A study conducted by Geotab, based on information from the Federal Highway Administration (FHWA) and the National Highway Traffic Safety Administration (NHTSA), revealed that U.S. 1 was the deadliest road in the nation. According to researchers, in the past decade, there were 1,011 fatal crashes on U.S. 1, leading to 1,079 deaths. U.S. 41, U.S. 27, and U.S. 441 were among the top 5 deadliest highways in Florida with 1,660 fatal crashes having occurred on those roadways. Interstates 75 and 95 were also among the deadliest highways in the country.

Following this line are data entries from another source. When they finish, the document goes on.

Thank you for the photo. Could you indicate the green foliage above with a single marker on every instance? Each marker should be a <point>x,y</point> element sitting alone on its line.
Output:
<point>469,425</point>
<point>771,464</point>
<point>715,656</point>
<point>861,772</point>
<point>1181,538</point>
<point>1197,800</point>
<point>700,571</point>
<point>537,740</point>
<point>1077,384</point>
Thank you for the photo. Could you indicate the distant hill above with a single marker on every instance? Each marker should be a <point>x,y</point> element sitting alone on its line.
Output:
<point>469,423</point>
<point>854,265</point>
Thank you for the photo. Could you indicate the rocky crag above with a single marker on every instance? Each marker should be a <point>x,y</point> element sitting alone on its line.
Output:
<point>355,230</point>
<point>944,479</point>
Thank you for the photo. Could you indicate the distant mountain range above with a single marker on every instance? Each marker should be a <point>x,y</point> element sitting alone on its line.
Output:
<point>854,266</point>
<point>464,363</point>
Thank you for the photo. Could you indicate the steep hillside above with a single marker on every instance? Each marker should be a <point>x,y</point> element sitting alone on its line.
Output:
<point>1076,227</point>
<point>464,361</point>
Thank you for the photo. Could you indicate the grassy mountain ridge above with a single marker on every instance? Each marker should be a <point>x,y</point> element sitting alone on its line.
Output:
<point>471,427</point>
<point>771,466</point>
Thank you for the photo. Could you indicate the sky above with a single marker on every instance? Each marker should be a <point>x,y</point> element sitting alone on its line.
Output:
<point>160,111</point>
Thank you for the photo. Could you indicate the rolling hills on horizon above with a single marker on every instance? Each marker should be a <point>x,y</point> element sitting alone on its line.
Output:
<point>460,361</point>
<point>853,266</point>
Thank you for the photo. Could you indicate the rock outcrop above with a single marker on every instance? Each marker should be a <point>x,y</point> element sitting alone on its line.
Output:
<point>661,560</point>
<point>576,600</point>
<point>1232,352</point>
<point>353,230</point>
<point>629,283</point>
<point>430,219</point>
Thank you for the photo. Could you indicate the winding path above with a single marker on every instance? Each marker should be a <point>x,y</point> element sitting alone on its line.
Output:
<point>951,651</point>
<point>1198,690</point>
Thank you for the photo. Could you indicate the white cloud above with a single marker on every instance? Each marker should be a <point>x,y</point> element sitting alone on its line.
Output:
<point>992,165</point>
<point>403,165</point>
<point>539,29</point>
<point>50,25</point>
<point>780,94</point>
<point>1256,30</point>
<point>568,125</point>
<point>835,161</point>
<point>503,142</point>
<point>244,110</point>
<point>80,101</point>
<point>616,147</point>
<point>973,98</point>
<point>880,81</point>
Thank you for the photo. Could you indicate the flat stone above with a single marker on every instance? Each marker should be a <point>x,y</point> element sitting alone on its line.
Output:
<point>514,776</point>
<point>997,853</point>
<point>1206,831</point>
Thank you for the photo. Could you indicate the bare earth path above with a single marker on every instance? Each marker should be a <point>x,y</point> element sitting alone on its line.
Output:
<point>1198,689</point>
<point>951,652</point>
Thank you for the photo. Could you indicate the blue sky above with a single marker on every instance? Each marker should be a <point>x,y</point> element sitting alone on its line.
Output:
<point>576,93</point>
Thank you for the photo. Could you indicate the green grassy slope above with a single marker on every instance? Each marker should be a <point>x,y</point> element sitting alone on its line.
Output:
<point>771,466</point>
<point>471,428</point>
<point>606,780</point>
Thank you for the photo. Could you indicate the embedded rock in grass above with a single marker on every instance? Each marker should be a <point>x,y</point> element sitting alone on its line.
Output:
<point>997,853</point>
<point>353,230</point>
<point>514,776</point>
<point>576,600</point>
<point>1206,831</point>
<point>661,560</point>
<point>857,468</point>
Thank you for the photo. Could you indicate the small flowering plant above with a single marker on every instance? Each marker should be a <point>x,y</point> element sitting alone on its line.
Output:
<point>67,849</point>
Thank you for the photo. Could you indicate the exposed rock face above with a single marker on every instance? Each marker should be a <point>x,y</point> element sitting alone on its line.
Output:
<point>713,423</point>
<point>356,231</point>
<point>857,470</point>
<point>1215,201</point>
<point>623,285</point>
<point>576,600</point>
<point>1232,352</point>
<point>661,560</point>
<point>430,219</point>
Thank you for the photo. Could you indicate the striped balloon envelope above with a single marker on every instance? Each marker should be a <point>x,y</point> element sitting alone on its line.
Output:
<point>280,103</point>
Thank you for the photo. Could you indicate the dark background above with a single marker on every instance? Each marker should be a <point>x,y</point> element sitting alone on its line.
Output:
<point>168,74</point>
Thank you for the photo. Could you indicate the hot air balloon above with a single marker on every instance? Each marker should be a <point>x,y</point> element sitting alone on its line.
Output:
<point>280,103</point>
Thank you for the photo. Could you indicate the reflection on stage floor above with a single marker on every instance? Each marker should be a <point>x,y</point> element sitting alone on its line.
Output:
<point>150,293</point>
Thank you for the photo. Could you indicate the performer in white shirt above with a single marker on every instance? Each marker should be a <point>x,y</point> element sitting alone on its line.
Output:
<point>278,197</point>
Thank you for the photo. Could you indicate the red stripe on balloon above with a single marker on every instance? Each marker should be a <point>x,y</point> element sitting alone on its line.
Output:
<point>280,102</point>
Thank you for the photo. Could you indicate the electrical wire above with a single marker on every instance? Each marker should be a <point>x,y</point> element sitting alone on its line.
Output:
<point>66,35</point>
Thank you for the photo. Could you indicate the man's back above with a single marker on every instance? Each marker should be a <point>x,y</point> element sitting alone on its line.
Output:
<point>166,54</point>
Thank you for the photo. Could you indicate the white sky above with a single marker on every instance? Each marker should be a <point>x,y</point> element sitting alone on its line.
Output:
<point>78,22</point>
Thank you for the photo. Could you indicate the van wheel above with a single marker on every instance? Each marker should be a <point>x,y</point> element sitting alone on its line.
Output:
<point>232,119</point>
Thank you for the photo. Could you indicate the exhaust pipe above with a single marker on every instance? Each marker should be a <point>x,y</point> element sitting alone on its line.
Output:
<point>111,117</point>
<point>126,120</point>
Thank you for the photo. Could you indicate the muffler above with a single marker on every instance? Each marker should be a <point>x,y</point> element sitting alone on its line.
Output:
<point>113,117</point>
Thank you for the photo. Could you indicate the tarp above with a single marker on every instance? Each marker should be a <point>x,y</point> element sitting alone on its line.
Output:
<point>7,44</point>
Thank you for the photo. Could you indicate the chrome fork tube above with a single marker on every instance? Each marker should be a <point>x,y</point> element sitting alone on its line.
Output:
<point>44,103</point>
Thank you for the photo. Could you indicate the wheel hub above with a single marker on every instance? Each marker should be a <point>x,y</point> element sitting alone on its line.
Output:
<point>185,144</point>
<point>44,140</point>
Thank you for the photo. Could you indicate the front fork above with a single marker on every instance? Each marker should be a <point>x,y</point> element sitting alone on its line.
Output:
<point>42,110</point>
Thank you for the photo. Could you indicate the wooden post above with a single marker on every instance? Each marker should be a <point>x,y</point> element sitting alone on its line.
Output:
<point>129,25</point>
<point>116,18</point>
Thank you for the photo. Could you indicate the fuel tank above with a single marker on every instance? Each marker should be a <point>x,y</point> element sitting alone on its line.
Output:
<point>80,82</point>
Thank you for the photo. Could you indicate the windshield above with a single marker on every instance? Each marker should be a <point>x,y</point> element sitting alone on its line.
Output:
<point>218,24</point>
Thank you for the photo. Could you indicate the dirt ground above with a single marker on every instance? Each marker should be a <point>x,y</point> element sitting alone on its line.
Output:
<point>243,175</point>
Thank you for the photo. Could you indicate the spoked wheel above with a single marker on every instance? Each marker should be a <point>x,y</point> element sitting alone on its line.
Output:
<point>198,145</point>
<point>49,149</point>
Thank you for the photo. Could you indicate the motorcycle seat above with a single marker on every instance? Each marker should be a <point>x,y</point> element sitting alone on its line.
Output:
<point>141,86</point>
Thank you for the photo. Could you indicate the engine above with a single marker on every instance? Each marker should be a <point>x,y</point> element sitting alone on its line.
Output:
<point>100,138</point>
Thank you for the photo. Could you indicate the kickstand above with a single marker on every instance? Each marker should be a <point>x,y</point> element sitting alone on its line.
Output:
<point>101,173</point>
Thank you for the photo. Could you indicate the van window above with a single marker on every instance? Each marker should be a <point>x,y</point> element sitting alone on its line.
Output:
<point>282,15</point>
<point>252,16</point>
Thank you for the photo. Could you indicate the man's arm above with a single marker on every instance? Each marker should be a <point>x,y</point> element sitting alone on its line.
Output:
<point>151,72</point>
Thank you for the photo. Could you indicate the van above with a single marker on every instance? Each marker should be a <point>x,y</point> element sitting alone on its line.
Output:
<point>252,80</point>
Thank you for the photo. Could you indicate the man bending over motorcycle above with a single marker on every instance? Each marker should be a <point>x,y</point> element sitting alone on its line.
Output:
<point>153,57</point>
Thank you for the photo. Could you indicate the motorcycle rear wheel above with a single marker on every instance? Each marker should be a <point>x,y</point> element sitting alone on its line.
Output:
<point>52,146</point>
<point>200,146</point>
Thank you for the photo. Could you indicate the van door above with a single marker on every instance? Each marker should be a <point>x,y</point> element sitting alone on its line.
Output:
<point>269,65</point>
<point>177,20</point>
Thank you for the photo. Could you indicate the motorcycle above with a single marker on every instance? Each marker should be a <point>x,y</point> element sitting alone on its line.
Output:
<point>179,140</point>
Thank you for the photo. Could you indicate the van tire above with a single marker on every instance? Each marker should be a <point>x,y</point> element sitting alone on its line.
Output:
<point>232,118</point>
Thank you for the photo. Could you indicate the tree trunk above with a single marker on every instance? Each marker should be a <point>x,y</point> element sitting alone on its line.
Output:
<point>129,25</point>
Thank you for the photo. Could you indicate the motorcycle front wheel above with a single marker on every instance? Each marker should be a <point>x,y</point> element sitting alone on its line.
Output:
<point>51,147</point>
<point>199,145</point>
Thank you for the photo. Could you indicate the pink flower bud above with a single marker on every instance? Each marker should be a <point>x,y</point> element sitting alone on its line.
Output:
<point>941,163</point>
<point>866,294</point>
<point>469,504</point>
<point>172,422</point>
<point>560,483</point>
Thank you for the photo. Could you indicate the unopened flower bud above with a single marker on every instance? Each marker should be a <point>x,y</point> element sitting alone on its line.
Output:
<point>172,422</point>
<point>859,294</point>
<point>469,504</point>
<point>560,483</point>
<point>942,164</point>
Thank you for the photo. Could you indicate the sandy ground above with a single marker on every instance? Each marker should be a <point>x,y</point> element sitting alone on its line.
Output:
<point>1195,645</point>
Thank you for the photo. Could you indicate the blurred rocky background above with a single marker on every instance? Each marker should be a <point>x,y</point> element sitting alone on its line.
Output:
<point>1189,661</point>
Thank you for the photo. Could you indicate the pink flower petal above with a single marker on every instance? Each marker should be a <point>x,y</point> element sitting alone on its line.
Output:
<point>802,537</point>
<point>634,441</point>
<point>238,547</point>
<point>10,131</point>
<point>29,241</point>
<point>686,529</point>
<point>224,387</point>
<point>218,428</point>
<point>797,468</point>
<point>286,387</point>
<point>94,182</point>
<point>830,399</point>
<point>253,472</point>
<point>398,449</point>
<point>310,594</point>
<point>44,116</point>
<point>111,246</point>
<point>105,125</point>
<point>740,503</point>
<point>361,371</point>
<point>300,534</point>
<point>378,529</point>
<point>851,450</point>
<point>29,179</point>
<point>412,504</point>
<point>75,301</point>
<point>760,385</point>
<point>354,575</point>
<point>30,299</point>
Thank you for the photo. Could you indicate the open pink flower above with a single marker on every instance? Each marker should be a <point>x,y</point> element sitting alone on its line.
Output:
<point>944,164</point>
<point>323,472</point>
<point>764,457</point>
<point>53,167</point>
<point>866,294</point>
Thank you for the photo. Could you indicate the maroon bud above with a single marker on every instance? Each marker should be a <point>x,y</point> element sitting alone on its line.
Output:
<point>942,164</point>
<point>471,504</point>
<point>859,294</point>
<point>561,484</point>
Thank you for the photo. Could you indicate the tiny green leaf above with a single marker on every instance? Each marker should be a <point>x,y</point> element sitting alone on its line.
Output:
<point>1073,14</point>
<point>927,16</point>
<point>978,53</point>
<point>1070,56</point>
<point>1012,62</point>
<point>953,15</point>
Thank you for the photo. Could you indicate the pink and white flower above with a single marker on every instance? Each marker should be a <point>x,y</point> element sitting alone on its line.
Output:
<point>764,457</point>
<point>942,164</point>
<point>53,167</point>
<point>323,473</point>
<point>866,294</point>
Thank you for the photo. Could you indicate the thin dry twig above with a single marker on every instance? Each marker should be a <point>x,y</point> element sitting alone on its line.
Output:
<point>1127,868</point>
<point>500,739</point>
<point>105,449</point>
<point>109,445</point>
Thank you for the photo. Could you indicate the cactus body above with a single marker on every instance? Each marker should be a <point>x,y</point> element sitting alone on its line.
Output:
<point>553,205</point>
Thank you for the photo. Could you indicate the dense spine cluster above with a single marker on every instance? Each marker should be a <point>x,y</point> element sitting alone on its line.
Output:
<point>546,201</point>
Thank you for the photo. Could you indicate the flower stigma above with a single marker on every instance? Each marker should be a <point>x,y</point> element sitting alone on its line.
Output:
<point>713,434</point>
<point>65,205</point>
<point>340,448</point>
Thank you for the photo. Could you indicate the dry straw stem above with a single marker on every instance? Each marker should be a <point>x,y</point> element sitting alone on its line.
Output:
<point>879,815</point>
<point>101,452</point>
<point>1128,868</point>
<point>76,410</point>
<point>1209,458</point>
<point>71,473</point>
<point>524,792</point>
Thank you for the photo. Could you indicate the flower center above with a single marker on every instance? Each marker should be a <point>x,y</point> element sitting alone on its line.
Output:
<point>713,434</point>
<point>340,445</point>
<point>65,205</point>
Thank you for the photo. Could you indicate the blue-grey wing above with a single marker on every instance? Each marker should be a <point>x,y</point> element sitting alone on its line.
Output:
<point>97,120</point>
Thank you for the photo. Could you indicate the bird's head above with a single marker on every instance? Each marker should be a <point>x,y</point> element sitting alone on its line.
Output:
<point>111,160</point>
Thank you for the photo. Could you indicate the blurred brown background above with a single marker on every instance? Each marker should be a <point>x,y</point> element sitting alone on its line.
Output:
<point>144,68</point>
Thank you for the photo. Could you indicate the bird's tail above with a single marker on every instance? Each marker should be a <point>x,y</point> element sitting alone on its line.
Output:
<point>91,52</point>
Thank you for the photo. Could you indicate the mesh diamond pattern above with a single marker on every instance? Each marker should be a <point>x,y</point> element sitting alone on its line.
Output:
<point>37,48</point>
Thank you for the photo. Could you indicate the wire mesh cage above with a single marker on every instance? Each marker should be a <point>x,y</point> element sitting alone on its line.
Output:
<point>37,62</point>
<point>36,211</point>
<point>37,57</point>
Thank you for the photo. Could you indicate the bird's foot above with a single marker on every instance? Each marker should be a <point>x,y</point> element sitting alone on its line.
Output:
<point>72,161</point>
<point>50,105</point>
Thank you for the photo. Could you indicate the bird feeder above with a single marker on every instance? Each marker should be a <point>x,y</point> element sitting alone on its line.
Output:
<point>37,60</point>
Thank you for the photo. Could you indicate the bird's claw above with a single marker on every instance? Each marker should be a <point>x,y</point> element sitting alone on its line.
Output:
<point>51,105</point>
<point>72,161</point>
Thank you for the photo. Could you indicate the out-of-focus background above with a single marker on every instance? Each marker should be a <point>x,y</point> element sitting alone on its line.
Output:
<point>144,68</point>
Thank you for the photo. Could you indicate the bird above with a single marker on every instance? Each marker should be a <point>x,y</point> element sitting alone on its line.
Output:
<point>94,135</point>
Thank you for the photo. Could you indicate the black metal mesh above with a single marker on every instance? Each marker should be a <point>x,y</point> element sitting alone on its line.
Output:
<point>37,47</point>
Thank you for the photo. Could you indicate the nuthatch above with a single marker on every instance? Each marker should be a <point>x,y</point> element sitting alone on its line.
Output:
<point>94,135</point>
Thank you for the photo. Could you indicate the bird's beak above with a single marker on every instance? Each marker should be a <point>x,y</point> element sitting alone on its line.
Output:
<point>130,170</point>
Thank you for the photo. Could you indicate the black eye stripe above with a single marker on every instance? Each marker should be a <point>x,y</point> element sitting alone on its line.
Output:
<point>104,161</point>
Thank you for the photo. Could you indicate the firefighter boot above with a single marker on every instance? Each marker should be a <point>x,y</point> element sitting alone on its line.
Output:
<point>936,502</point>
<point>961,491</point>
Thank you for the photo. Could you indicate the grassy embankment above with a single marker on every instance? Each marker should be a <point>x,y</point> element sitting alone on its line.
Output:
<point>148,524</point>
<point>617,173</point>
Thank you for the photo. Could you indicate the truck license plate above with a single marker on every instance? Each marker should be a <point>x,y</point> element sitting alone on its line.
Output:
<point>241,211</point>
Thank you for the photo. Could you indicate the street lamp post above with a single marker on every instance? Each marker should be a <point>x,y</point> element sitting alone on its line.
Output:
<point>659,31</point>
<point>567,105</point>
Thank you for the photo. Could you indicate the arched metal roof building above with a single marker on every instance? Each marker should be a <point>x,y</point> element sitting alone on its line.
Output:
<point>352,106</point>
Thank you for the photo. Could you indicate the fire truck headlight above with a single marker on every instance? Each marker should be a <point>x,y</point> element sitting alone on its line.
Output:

Florida leads the nation in registered water vessels with nearly 1 million boats and watercrafts registered in the state. The state also leads the nation in boating accidents and fatalities. In 2016, there were 67 fatalities reported, 29% of which were caused by falls overboard. July is considered the deadliest month for boating. Along with fatalities, there were 412 injuries reported among 714 total accidents, according to the Florida Fish & Wildlife Conservation Commission.
Pedestrian & Cycling Collisions
More than once, Florida has been considered the most dangerous state for cyclists and pedestrians. For 4 years in a row, “Dangerous by Design,” a report analyzing the most dangerous areas for pedestrians, Florida has ranked at the top. Between 2005 and 2015, more than 5,100 pedestrians were fatally injured. In 2015, per the NHTSA, there were 150 fatalities involving bicyclists in Florida.
These are just a few of the dangers Floridians face each day. Though not as commonly reported, wildlife, such as lionfish, coral snakes, gators, and more, can also lead to serious injuries and fatalities. And of course, nature can quickly lead to plenty of dangerous conditions like lightning, hurricanes, riptides, and heat stroke.
By learning more about these dangers, visitors and residents can remain vigilant about protecting themselves.